Abstract
Novel therapies have transformed cancer care and dramatically improved outcomes. Oncologists can now choose from more personalized treatments, including mutationally-targeted therapies, specific pathway inhibitors, and exciting new mechanisms like immunotherapies, including checkpoint inhibitors and CAR T-cell therapies. These treatments have ushered in a new era of hopefulness for patients, families, and clinicians alike, for improved outcomes and better lives with, and beyond, a cancer diagnosis. It is a truly exciting time in the history of cancer treatment.
Along with this transformation has come new challenges. Among these, prognostic uncertainty is perhaps the most prominent. Consider the example of metastatic melanoma. Just a few years ago, it was quite unusual for a patient with metastatic melanoma to survive more than 2 years. We knew what the outcome would be, it was just a question of how much time one might expect to have. Today, with novel immunotherapies like checkpoint inhibitors, a sizable subset of these patients will survive 5 years or more. This is a remarkable achievement, and the recognition of these so-called “exceptional responders” has ushered in a new era of chronic cancer survivorship for some people with previously incurable disease. The problem is that we simply cannot predict who will derive these remarkable benefits, and who will simply suffer toxicities without significant improvement in outcomes.
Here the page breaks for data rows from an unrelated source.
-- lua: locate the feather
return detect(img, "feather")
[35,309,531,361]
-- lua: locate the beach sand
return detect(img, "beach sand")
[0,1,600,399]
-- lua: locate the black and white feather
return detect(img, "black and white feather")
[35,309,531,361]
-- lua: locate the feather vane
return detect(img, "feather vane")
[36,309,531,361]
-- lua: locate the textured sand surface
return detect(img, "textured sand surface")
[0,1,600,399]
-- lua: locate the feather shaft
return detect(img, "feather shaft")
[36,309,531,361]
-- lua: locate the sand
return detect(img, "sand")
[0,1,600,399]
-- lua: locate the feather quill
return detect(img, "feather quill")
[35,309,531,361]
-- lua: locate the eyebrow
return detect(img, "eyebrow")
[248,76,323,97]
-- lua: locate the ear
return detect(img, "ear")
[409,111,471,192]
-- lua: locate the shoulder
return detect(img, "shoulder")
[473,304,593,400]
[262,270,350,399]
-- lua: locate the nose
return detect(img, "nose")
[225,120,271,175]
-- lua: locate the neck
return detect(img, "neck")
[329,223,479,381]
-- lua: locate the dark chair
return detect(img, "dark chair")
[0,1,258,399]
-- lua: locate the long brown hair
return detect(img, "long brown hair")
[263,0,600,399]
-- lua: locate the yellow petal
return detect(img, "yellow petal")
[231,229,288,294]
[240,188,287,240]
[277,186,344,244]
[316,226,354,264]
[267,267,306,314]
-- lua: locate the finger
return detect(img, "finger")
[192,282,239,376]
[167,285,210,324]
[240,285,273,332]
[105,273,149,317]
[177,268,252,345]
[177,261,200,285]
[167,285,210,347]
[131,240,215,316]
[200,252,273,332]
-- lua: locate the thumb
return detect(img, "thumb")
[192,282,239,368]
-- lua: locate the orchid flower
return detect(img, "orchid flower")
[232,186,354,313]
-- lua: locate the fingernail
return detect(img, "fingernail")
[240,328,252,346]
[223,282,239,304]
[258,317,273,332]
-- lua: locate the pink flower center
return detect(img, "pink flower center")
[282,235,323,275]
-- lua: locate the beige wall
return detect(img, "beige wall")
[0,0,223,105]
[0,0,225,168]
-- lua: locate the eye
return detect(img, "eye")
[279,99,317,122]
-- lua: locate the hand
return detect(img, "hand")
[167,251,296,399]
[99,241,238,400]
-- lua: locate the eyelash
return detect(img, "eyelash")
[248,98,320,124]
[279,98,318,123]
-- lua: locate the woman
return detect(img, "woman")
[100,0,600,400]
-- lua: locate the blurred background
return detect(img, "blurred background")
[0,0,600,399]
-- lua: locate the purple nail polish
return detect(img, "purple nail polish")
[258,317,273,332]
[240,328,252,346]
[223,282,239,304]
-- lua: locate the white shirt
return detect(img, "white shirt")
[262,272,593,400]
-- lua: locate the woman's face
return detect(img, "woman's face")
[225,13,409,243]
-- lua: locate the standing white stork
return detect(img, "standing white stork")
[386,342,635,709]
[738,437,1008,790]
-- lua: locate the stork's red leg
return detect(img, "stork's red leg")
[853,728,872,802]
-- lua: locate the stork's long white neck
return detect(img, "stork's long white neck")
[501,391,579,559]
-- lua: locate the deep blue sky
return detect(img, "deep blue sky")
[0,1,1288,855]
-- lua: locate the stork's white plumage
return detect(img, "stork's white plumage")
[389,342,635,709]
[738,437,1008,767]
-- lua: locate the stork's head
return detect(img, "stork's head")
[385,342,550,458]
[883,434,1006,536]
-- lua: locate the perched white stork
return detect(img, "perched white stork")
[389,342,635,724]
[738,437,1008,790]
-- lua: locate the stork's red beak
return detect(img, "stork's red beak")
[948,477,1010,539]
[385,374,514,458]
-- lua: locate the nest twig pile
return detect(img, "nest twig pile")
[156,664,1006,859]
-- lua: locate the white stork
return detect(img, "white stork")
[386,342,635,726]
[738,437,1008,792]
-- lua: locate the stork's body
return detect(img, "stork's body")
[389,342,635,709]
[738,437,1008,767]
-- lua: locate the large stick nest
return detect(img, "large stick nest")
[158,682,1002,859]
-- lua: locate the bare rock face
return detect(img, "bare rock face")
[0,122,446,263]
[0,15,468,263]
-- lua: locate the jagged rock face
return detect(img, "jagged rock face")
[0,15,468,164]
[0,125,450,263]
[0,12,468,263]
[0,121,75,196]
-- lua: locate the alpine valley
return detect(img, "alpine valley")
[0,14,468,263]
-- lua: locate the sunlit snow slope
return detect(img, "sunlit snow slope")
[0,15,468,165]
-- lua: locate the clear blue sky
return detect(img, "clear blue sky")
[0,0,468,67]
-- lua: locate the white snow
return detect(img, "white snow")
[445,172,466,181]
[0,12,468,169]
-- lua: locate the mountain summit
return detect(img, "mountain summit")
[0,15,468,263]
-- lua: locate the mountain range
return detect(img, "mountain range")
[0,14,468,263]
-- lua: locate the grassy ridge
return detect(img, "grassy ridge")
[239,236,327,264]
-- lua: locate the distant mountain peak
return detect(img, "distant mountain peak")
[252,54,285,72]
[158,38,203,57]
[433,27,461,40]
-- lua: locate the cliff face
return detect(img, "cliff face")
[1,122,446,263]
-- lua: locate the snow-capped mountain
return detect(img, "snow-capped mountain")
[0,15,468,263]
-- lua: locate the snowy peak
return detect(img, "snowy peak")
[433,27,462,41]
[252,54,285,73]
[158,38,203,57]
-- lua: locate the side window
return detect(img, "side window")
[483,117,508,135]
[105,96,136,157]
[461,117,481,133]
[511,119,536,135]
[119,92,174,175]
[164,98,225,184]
These exciting advances, and the uncertainty inherent therein, challenge our ability to prepare patients and families for the future.
In a new qualitative study of caregivers to patients with melanoma, Fox et al. highlight the tension between therapeutic optimism and prognostic uncertainty in the era of novel therapies. 1 This study highlights what many have been feeling and worrying about in practice: that this newfound therapeutic optimism somehow leads us to avoid planning for the more likely possibility of a negative outcome. While a 20% long-term survival rate is truly remarkable in a historically fatal disease, it is far from a guarantee. Why, then, do we so often put our proverbial eggs in this one basket, the positive one, when we talk with patients and families about novel therapies?
Prior research shows that patients and families want us to hopeful along with them, but that they also do not seek “false hope.” Indeed, they want us to be honest and realistic when approaching prognostic disclosure. 2 Yet many oncologists erroneously feel that it is our job to “maintain hope.” To do so, we often avoid talking about the possibility of a bad outcome, and we are overly optimistic in our prognostic estimates.3,4 While this may feel right in the moment, it is unclear whether it even achieves the desired outcome; honest disclosure of poor prognosis has not been shown to reduce hope at all. 5 Regardless, seeing patients with serious illness day in and day out can be emotionally exhausting. Might it be that our unbridled optimism is just as much an effort to protect ourselves from the sadness of a difficult discussion? Or are we simply falling victim to cognitive biases, recalling that one case where a similar patient did exceedingly well, and expecting this will occur more often than statistics suggest? Interestingly, we still do not know the answer to these questions. For all the literature on clinician-patient communication, we still have a relatively poor understanding of why clinicians say what they say, and do what they do. This important problem warrants further research, beyond just descriptions of what is said and done; we must understand the “why.”
Unfortunately, evidence suggests that we have quite a lot of work to do to improve prognostic communication in cancer care. Analyses of video recordings show that oncologists’ descriptions of prognosis are often vague, do not usually include a survival estimate, and are brief, before quickly moving to the urgency/details of treatment. 6 While we are all excited about novel therapies, we must pause to ensure adequate discussion and understanding of the range of prognostic possibilities.
Perhaps it is our uncertainty about what to expect for each patient that furthers our frequent avoidance of honest prognostic discussions. But it is incorrect to assume that one cannot discuss prognosis if one is uncertain about the outcome. Rather, prognostication can and should involve an exploration of the full range of possibilities, recognizing those uncertainties. We should strive to achieve this balance, and this can be achieved using various methods of “mixed framing” in our communication (e.g. best case, worst case, most likely outcome). 7 Many questions remain, however. Communication research should transition from the mostly descriptive and associative studies done to date, to those developing and testing the effects of particular interventions and communication styles on prognostic understanding, treatment decisions, and receipt of goal-concordant care.
We can do better, and our patients and families certainly deserve it. Prognostic uncertainty is no excuse for poor discussions, but these discussions certainly do not come easy. They require practice, and hard work. Oncologists may also need some help. As integrated palliative care is increasingly the norm in cancer care, discussions about prognostic uncertainty are one area where palliative care specialists can support the cancer care team to enhance the care provided to patients and families.